TRAUMATIC BRAIN INJURY

TBI is defined as an acute nondegenerative, noncongenital injury to the head arising from blunt or penetrating trauma or from acceleration/deceleration forces [10]. More specifically, TBI is caused by a head injury that induces a decreased level of consciousness, amnesia, skull fracture, objective neurologic abnormality, intracranial lesion, or death [10]. TBI is graded as mild, moderate, or severe based on the level of consciousness as graded by the Glasgow coma scale (GCS) score following resuscitation [9]. TBI is the most common cause of death and disability in children and young adults. Each year in the United States, TBI affects 1.5 million people, resulting in 235,000 hospitalizations, 50,000 deaths, and permanent disability in 99,000 people [11, 12]. Patients who sustain even a moderate TBI can experience subsequent physical, behavioral, psychiatric, cognitive, and medical problems [5, 10]. The economic burden of traumatic brain injuries sustained in the United States in 2000 alone was an estimated $60 billion in total lifetime direct medical costs and indirect costs including lost productivity [13].

TBI IN CURRENT MILITARY CONFLICT

Given the exposure and vulnerability of the head and the violent nature of warfare, the risk of a full range of TBI in modern soldiers remains significant. The head, face, and neck comprise 12% of the total body surface area exposed during combat [3]. These areas remain vulnerable despite the evolution of protective body armor and helmets. The current Kevlar helmet is designed to protect against penetrating ballistic injury, but protects poorly against concussive injury [14]. The head and neck is the second most frequently injured region, with these injuries constituting the third leading cause of death from potentially survivable casualties thus far in OIF and Operation Enduring Freedom (OEF) [1, 15]. Of soldiers sustaining head, face, and neck injuries (HFNI), appropriate body armor, including a Kevlar helmet, is worn by 93% [3]. Over the first three and a half years of OIF/OEF, HFNI accounted for 30% to 40% of all reported injuries, and occur in up to 52% of all battle injuries and 22% of all non-battle injury patients (Fig. 1) [3, 16]. The head and neck region has sustained a higher proportion of blast injuries and fewer bullet wounds than any other body region. Blast injuries resulting from the increased use of explosive devices are estimated to result in TBI in nearly 60% of blast casualties [10]. This is a higher rate than any other military conflict of the 20th century (Fig. 2) [3, 5, 16, 17]. Multiple HFNI per patient are not uncommon, with isolated TBI responsible for 8% of all injuries [3, 16]. Of soldiers admitted to Walter Reed Army Medical Center following injury, 59% suffered some element of TBI, slightly more than half of which were classified as moderate to severe injury [18]. Thus, TBI represents a significant cause of death and disability in modern combat.

FIG. 1.

FIG. 1

Wound distribution by region during OIF/OEF. %BSA=percent of body surface area (Adapted from [16]).

FIG. 2.

FIG. 2

Percentage of head and neck wounds in each of the major conflicts of the 20th century. WWII=World War II; OIF/OEF=Operation Iraqi Freedom/Operation Enduring Freedom (Adapted from [16]).

SECONDARY BRAIN INJURY

Neurologic damage occurs both at the time of injury (primary TBI) and during evolution of the injury pattern over the next several days (secondary TBI). Secondary injury is the leading cause of inpatient deaths after TBI [9]. Most secondary injury is the result of progressive brain swelling from the accumulation of vasogenic edema. Increased cerebral edema is associated with elevated intracranial pressure and decreased cerebral perfusion, leading to superimposed tissue ischemia.

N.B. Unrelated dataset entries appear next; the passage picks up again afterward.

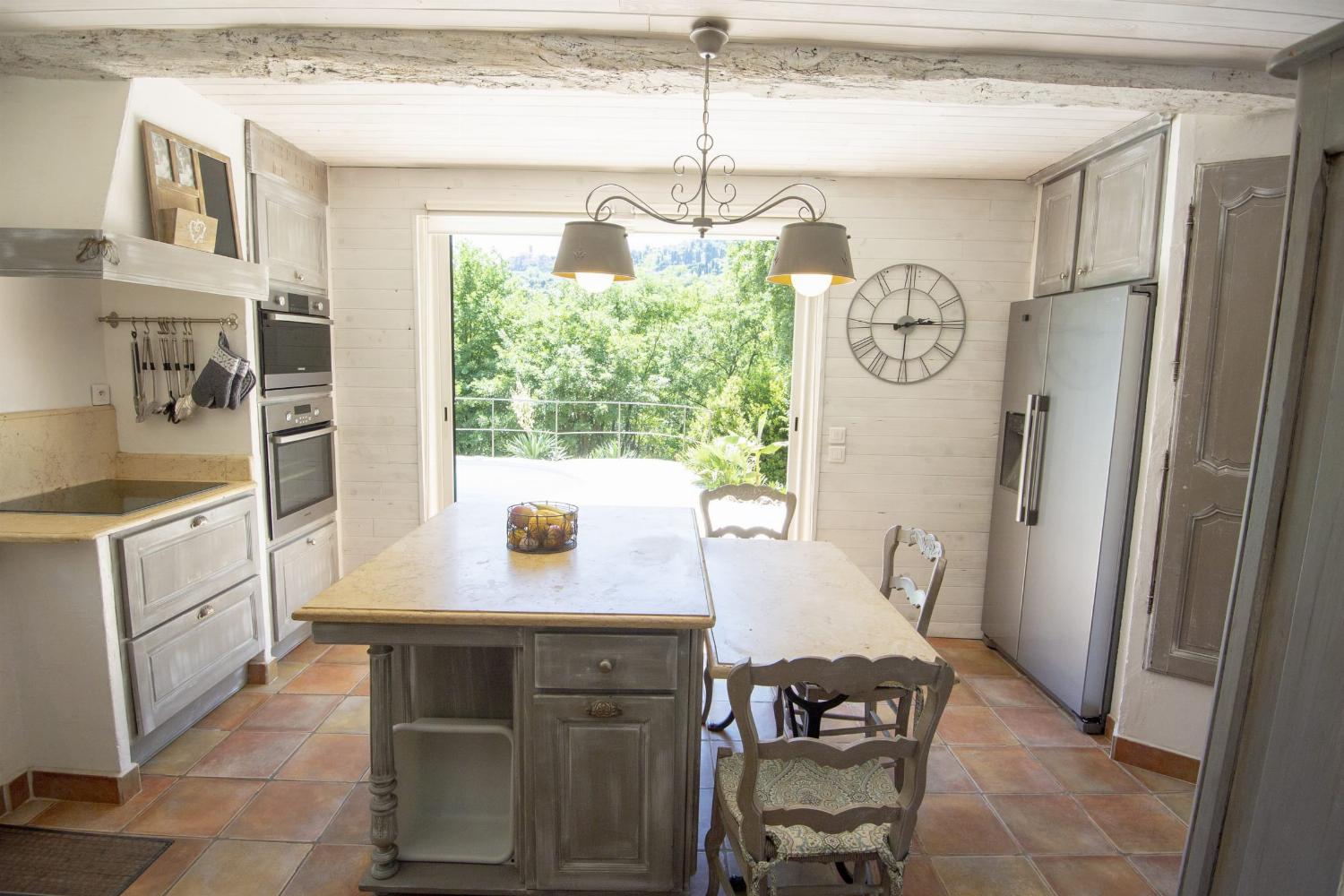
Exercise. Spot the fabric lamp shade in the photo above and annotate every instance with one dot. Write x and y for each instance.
(812, 247)
(594, 247)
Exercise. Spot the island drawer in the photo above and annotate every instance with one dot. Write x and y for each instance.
(179, 563)
(605, 661)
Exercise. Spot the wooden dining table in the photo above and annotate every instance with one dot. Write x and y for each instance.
(789, 599)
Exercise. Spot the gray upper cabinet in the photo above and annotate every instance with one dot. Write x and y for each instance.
(290, 234)
(1056, 236)
(1117, 239)
(607, 802)
(300, 571)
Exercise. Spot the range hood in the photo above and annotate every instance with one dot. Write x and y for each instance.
(97, 254)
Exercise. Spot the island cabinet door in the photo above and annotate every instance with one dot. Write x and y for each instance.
(607, 802)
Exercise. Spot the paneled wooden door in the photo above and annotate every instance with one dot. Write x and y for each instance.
(1238, 220)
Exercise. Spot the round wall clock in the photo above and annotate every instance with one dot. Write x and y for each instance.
(906, 323)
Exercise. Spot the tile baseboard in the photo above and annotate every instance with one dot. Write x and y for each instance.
(97, 788)
(1164, 762)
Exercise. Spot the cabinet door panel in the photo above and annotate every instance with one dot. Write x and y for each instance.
(607, 799)
(1117, 239)
(290, 236)
(1056, 236)
(298, 573)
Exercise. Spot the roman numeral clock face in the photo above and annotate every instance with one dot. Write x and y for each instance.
(906, 323)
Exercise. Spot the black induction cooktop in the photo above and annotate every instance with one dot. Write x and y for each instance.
(105, 497)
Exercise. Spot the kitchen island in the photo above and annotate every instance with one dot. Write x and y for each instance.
(535, 718)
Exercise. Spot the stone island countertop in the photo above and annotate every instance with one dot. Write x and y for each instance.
(633, 568)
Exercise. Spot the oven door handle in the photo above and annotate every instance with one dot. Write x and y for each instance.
(303, 437)
(296, 319)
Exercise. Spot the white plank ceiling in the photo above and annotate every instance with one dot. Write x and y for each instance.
(432, 125)
(1236, 32)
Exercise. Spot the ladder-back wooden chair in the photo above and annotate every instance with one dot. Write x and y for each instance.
(761, 495)
(814, 704)
(804, 799)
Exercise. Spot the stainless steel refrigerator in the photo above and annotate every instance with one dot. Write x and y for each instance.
(1064, 487)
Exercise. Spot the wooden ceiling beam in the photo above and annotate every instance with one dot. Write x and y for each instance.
(499, 59)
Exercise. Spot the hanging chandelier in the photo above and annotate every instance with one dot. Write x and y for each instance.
(811, 255)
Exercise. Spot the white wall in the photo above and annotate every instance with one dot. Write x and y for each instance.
(918, 454)
(1150, 707)
(50, 343)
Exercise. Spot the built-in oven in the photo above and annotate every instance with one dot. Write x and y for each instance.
(296, 341)
(300, 462)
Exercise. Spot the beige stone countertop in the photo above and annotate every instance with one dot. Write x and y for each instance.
(633, 568)
(45, 528)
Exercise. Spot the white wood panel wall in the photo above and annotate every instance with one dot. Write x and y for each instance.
(918, 454)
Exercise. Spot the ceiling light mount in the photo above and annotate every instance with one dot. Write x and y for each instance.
(704, 207)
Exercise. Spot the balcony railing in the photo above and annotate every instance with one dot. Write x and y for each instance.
(647, 429)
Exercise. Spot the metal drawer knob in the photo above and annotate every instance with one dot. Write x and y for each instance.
(604, 710)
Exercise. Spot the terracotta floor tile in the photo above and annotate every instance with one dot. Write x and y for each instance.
(945, 774)
(1163, 872)
(1136, 823)
(1086, 771)
(331, 871)
(352, 653)
(1091, 876)
(1005, 770)
(1159, 783)
(293, 712)
(973, 726)
(325, 677)
(351, 821)
(921, 879)
(168, 868)
(1050, 825)
(295, 810)
(976, 661)
(185, 753)
(1002, 691)
(328, 758)
(27, 812)
(1180, 804)
(241, 868)
(194, 807)
(231, 712)
(1043, 727)
(961, 825)
(247, 754)
(306, 651)
(88, 815)
(349, 718)
(989, 876)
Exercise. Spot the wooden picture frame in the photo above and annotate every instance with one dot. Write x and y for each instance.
(182, 174)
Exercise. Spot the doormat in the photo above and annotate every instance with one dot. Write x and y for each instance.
(35, 861)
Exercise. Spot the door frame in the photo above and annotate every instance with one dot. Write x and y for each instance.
(435, 352)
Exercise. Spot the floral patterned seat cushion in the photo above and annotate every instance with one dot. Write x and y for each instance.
(801, 782)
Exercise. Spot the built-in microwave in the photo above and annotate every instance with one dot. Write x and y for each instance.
(300, 462)
(296, 341)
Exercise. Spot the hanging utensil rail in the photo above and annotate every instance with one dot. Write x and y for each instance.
(116, 320)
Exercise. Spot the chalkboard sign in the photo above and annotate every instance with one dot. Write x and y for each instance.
(218, 188)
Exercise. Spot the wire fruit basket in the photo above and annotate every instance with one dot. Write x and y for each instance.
(542, 527)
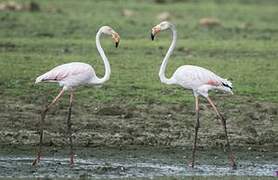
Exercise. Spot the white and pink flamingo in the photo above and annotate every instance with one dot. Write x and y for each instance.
(197, 79)
(71, 76)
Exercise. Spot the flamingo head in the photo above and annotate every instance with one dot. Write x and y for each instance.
(109, 31)
(164, 25)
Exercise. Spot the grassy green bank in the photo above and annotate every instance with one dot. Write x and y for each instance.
(134, 107)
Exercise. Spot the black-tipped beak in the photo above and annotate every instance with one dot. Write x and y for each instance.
(152, 36)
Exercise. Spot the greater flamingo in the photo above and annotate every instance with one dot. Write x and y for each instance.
(198, 79)
(72, 75)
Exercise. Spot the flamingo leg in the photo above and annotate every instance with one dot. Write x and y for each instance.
(197, 125)
(223, 122)
(43, 114)
(69, 130)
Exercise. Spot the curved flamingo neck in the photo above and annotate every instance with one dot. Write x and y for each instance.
(105, 61)
(162, 70)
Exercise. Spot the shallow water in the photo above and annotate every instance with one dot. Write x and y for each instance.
(102, 164)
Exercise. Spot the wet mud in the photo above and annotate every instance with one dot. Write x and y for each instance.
(249, 123)
(139, 162)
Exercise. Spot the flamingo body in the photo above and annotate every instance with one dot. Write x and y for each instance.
(200, 80)
(70, 75)
(197, 79)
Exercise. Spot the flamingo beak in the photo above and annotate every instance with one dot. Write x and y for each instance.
(152, 36)
(155, 31)
(116, 39)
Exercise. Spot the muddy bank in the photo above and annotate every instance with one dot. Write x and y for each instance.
(133, 161)
(250, 123)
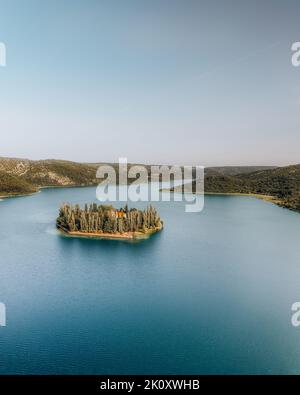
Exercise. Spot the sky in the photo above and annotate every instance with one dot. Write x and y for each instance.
(157, 81)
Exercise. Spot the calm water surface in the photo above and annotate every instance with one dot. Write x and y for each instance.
(212, 293)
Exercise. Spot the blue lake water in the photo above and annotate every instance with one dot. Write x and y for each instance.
(212, 293)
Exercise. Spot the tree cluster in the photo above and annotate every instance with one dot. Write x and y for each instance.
(107, 219)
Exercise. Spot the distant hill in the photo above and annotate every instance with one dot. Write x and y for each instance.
(22, 176)
(235, 170)
(282, 183)
(14, 185)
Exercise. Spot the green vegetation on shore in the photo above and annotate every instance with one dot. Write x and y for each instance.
(106, 220)
(280, 184)
(23, 176)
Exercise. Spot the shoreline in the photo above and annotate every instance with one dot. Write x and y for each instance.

Patients with moderate to severe TBI are at significant risk of suffering secondary brain injury. The most common insults inducing secondary injury are early hypoxia and/or hypotension, which occur in 30% to 50% of head-injured patients in the pre-hospital setting [9, 19]. Patients with pre-hospital episodes of hypoxia, as defined by an arterial oxygen saturation less than 90%, or hypotension, as defined by a systolic blood pressure less than 90 mmHg, have as much as twice the risk of eventual death, suffer a greater degree of disability at discharge, and require longer hospital stays [9, 19, 20]. Strategies to decrease long-term sequelae of TBI must minimize secondary brain injury.

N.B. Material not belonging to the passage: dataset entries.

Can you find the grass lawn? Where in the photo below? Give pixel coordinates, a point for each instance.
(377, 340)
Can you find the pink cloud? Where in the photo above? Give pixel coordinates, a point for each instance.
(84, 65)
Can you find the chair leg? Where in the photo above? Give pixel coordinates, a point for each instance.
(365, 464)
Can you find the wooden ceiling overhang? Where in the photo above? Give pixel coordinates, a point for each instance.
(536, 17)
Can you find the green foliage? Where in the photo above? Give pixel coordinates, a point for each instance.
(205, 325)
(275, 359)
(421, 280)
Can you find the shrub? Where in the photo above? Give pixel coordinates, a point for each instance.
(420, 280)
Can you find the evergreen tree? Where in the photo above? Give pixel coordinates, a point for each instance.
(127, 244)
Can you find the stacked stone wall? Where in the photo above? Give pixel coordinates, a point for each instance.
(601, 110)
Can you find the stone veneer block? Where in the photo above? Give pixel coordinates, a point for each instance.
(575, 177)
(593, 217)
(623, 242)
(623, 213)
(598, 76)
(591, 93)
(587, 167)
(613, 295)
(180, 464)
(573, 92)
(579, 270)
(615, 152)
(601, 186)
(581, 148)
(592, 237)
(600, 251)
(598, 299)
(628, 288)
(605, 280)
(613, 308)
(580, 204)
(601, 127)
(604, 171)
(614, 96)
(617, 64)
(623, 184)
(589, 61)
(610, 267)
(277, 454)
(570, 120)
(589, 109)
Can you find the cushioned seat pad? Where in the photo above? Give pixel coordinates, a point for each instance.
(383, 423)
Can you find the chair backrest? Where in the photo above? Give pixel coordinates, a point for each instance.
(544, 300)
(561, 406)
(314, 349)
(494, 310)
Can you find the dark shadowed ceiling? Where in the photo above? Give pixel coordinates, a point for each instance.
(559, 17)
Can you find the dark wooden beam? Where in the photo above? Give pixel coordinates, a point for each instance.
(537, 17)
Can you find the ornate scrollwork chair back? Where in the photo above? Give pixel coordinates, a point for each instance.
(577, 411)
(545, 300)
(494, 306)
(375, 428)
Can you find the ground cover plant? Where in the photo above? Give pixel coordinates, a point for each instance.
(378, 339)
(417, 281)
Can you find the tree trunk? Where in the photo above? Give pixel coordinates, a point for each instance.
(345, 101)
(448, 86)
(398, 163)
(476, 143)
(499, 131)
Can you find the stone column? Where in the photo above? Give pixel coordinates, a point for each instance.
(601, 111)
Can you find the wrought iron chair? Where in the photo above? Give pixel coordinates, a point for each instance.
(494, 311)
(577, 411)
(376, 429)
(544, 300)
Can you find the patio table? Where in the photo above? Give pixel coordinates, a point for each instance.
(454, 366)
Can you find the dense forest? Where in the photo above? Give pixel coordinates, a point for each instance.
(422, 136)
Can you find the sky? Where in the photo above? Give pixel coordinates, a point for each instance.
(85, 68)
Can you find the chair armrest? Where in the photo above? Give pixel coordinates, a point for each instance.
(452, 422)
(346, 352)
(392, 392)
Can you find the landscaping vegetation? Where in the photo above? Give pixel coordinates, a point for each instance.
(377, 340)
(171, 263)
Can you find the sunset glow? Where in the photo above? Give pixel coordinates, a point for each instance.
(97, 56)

INFLAMMATORY RESPONSE TO TBI

The inflammatory response to TBI is increasingly acknowledged as an integral contributor to the severity and progression of primary and secondary head injury (reviewed by Morganti-Kossmann et al. [21] and Schmidt et al [22]). The cascade of inflammatory events, both localized and systemic, that occurs as a result of primary brain injury produces serious secondary damage that can double the mortality rate [23]. The brain has historically been regarded as an “immunologically privileged organ” due to its tight segregation from the peripheral circulation by the blood brain barrier (BBB) [22]. Primary brain injury, however, causes breakdown of the BBB, allowing the influx of systemic inflammatory mediators. In addition, the cerebral insult initiates a profound, prolonged endogenous neuroinflammatory response aimed at defending the intrathecal compartment from invading pathogens and repairing damaged brain tissue [22]. Once initiated, the immune functions of the resident cells of the central nervous system paradoxically contribute to the development of cerebral edema and exacerbation of tissue hypoxia through the release of pro-inflammatory cytokines, cytotoxic proteases, and reactive oxygen species (Fig. 3) [21, 22].

FIG. 3.

FIG. 3

Contributors to development and progression of traumatic brain injury.

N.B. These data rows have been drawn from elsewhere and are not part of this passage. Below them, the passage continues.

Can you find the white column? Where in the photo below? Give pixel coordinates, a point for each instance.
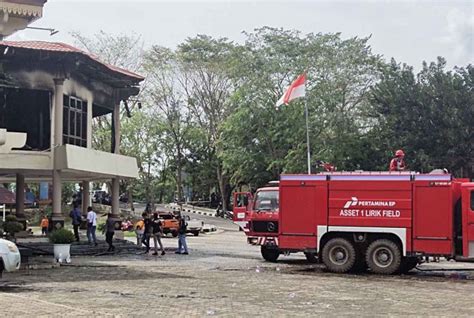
(85, 196)
(20, 197)
(116, 181)
(57, 135)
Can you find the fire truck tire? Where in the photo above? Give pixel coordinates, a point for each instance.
(270, 254)
(407, 264)
(311, 257)
(339, 255)
(383, 257)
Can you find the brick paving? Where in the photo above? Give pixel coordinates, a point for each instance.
(224, 277)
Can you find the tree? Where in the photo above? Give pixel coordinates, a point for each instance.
(259, 141)
(429, 115)
(168, 102)
(205, 64)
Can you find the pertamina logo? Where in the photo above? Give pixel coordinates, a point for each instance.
(369, 208)
(355, 202)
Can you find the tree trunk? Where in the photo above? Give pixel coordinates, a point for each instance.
(178, 176)
(222, 188)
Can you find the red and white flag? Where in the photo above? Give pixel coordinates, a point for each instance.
(295, 90)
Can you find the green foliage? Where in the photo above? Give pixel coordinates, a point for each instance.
(430, 115)
(61, 236)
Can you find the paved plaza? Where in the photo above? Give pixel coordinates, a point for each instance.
(225, 277)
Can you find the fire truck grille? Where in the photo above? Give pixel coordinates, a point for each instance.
(265, 226)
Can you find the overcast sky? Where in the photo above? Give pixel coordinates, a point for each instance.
(410, 31)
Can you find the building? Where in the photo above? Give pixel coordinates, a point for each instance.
(49, 94)
(16, 15)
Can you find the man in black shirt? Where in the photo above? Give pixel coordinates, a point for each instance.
(183, 225)
(157, 233)
(148, 231)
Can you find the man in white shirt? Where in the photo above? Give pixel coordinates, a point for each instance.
(91, 225)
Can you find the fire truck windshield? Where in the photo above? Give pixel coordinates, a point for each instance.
(266, 201)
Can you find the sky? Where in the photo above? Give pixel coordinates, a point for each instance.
(409, 31)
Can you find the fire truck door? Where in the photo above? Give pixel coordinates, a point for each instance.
(468, 219)
(241, 206)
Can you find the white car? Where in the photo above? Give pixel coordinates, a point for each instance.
(10, 258)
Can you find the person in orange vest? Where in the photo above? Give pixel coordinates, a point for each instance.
(398, 163)
(44, 225)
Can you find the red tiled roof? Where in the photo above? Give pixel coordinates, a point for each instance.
(6, 196)
(66, 48)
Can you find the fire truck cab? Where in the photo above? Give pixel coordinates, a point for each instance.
(257, 216)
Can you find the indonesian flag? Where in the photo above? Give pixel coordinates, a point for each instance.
(295, 90)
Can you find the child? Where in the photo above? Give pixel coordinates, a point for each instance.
(44, 225)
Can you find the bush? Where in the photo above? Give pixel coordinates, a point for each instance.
(62, 236)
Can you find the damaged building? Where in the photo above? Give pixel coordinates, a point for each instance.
(49, 95)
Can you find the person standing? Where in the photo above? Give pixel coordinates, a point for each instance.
(182, 246)
(139, 231)
(109, 232)
(148, 231)
(76, 219)
(91, 226)
(157, 233)
(44, 225)
(398, 163)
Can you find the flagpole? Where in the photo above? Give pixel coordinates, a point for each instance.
(307, 135)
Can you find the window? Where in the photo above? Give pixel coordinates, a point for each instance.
(472, 200)
(74, 121)
(267, 201)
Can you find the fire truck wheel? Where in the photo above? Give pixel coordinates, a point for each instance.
(311, 257)
(407, 264)
(339, 255)
(383, 257)
(270, 254)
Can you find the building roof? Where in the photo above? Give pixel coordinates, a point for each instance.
(66, 48)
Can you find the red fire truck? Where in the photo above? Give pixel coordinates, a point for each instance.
(258, 217)
(384, 221)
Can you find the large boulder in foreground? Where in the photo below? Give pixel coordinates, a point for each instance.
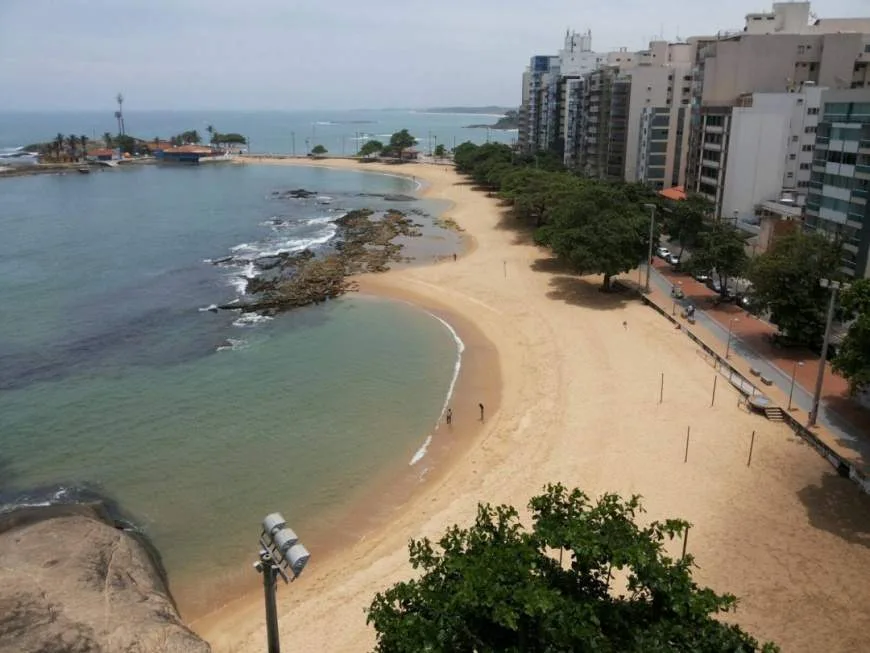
(72, 583)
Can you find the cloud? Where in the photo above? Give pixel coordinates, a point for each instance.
(299, 54)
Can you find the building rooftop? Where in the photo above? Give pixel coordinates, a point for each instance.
(674, 193)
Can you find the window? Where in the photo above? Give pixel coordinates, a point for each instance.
(847, 158)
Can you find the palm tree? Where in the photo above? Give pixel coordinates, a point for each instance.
(59, 140)
(119, 114)
(72, 141)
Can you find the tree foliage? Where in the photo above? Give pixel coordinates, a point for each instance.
(596, 230)
(684, 219)
(401, 141)
(853, 354)
(586, 577)
(785, 281)
(371, 147)
(720, 248)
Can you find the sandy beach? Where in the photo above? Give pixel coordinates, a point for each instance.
(577, 396)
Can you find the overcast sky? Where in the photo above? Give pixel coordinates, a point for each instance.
(306, 54)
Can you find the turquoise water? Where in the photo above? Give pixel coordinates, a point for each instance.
(199, 425)
(269, 131)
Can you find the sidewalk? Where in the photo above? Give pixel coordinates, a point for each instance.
(847, 423)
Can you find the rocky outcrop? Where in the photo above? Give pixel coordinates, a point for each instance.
(72, 583)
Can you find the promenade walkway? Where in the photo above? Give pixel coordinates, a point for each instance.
(846, 422)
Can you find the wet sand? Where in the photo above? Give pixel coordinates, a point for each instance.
(579, 403)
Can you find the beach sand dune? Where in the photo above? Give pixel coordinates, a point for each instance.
(579, 404)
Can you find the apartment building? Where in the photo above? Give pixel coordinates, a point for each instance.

The hallmark of neuroinflammation in TBI is the functional duality of recruited immune cells, native glia, and secreted cytokines. Following TBI, no single factor, molecule, or cell acts in a purely detrimental or beneficial manner [21]. Cytokines and chemokines released as part of the systemic and neuroinflammatory responses to TBI contribute to the process of cellular damage induced by promoting the influx of inflammatory cells and mediators into the injured cerebral tissue. Conversely, cerebral inflammatory cytokines also play an integral role in the neuroprotective and neurotrophic processes responsible for the maintenance of continued neuronal function and initiation of wound healing.

Cytokines involved in mediating neuroinflammation are produced both systemically and intrathecally. These mediators stimulate the recruitment of inflammatory cells, regulate cerebrovascular permeability, and maintain activation of the resident neurons and supporting glia. In addition to playing an integral role in the propagation of the neuroinflammatory and neurotrophic responses to injury, cytokines are useful indicators of the presence of both organ-specific and systemic inflammation. Levels of several cytokines, including interleukins (IL)-1, -6, -8, -10, -18, tumor necrosis factor-alpha (TNFα), and transforming growth factor-beta, are elevated in both human and animal models of TBI [21, 22].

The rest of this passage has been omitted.